Minimise heat in bedrooms by leaving curtains drawn during the day and unplugging any unnecessary electrical items.

Keeping a damp towel, water spray bottle or even an ice-filled hot water bottle handy can work wonders.

In case of wildfires

A number of deadly wildfires have broken out in Europe recently - and weather conditions can play a large role in the ability of such fires to spread.

In hot weather, dry vegetation ignite and burn faster, causing fires to grow rapidly.

People should be extra careful discarding items such as matches and cigarettes, and local guidance on plant maintenance and burning waste should be followed.

Image copyright AFP
Image caption Dozens have been confirmed dead in fires outside of Athens, Greece

If you see a fire that is unattended or appears out of control, you should contact emergency services immediately.

National Geographic recommends learning your evacuation route in advance if you live in a risk area. Clearing a trench around your property and keeping emergency supplies handy is also a good idea.

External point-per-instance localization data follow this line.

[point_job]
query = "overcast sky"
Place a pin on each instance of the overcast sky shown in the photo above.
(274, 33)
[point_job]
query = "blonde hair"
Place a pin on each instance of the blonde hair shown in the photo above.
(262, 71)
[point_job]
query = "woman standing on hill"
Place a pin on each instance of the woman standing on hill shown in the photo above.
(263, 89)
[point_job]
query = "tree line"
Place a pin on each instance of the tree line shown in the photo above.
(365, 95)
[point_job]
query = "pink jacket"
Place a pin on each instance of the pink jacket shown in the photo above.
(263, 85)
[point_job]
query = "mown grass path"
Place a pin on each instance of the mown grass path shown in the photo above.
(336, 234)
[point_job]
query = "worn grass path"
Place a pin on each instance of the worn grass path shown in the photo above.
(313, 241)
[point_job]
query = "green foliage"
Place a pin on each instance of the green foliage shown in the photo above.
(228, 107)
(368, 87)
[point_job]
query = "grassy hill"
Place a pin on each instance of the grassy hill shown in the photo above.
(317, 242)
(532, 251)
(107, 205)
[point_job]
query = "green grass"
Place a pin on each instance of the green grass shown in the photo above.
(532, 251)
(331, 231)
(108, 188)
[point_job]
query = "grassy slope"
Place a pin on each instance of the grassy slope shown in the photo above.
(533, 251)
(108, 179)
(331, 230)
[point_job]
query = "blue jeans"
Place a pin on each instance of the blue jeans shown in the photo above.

If evacuating, close all windows shut off gas supplies and remove combustibles. Filling vessels like bathtubs and bins with water can also deter fire spread.

If you are caught near a fire, stay calm and seek out somewhere like a river to protect yourself.

If this isn't possible, find a spot without vegetation and lie face-down, if possible covered in something damp.

A wet cloth over your mouth will help prevent smoke inhalation while breathing.